The interesting part isn't that I'm using Claude — it's how the workflow is shaped. The repo has a .claude/skills/ directory with nine domain-specific skills I built for this project:
- add-phase — plan and scaffold a new development phase
- verse-api — UEFN device API and Verse language reference
- verse-snippet — common Verse patterns (zone handlers, NPC nav, persistence, HUD)

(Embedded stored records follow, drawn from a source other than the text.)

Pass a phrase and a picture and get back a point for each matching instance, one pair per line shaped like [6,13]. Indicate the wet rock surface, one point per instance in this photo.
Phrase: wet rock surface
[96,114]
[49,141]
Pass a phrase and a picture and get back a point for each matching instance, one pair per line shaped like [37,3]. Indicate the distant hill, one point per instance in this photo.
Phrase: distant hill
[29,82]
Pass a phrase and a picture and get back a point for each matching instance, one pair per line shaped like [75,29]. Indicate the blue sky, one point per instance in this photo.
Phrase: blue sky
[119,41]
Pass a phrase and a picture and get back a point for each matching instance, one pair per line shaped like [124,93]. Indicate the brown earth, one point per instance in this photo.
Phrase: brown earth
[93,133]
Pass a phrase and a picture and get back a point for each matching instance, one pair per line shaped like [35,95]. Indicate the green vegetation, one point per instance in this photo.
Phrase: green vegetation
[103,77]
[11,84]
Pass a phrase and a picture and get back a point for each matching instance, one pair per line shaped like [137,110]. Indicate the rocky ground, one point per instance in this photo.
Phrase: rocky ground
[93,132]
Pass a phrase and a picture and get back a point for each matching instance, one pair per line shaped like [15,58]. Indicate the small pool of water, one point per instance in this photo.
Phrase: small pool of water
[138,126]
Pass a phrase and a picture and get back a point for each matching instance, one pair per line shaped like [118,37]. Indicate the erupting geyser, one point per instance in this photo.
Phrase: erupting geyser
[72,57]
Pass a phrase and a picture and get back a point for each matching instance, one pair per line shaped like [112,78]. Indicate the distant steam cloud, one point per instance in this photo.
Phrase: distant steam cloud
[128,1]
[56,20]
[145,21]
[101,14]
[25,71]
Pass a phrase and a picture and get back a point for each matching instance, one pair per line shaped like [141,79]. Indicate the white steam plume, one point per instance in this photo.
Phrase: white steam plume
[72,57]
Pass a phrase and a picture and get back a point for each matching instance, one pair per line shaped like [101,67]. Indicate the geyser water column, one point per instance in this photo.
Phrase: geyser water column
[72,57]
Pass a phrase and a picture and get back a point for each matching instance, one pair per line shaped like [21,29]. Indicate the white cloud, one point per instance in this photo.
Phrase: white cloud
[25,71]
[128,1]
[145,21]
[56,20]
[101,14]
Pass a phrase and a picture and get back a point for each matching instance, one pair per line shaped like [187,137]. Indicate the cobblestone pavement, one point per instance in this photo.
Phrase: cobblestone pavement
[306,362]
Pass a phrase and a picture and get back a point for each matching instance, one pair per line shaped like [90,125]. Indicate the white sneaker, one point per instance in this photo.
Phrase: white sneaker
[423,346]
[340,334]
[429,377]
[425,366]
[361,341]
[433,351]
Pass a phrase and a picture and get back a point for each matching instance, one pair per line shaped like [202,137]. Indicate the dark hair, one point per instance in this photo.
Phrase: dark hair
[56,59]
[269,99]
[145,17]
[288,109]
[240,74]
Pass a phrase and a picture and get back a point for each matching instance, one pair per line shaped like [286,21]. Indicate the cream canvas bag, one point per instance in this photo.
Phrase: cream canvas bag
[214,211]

- verse-check — soft linter, run before compiling in UEFN
- verse-debug — parse compile errors and runtime bugs from UEFN output
- verse-concurrency — design async patterns with race / sync / rush / branch
- verse-refactor — duplication and complexity analysis between phases
- playtest-checklist — generate a manual playtest checklist for the current phase
- update-claude-md — keep project docs in sync with the actual Verse code
The CLAUDE.md is 220+ lines of living spec — phase status, device wiring, conventions, common imports, key device APIs, and a growing Verse Gotchas Learned section. It's institutional knowledge that compounds: every gotcha I hit gets documented so the next session starts smarter than the last.
The workflow itself is a clean split. Claude writes the Verse files and explains what to do. I do all editor work — placing devices, wiring @editable refs, compiling with Ctrl+Shift+B, playtesting in Launch Session. UEFN project files are generated by the editor; Claude doesn't touch them. Per phase: Claude scaffolds the code and a playtest checklist, I run it, I report back with output logs and observations, Claude diagnoses and updates. Repeat until the phase passes its smoke test, then update CLAUDE.md and move on.